Dopo tante delusioni, è arrivato il momento di guardare tutti dall’alto anche con la propria nazionale, espressione delle tante divisioni e dello spirito federalista che anima la nazione, messo a tacere in una magica notte in cui i catalani hanno ringraziato Casillas ed i castigliani hanno benedetto Iniesta. Potenza del calcio, ma soprattutto della forza della squadra tecnicamente più forte, che ha vinto il Mondiale come da pronostico.

Suona infatti strano dirlo in una rassegna dove molte favorite sono uscite troppo presto ma oggi quel “nessuno di non si vede tornare a casa senza Coppa“, pronunciato da capitan Casillas al momento dello sbarco in Sudafrica sembra un chiaro presagio.
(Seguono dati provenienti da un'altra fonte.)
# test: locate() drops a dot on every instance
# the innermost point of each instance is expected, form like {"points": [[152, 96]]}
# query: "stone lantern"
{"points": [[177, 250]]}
E forse è per questo che a fine partita sono scese poche lacrime: in fondo, questi ragazzi sapevano di essere forti e che mancava loro solo questo traguardo per poter entrare nella storia.

Nella storia entra anche Vicente Del Bosque, che agli scudetti ed alle due Champions vinte col Real aggiunge l’alloro più importante. Ma i meriti principali non possono che andare alla squadra: e non solo perchè il tecnico non ha convinto del tutto insistendo troppo a lungo su Torres e poi togliendo Villa dalla fascia, il suo regno, per sacrificarlo al centro ma perchè ha vinto un’idea di calcio, che l’attuale tecnico ha solo portato avanti, sebbene difficilmente esportabile perchè frutto di una mentalità, di un modo di pensare: c’è chi vince attaccando e chi sceglie altre strade.

La Spagna è stata capace di trionfare segnando solo otto reti, minimo storico, ed in fondo ha giocato meno bene di due anni fa all’Europeo: ha sofferto contro il Paraguay e non sempre ha convinto, segno che si sta cominciando a capire che per fermare l’invincibile armata si potrebbe cominciare da un pressing convinto, come ha fatto l’Olanda.

Ma poi la classe superiore emerge sempre: ed allora tra quattro anni molti di questi ragazzi saranno pronti al bis. Per passare dalla storia al mito.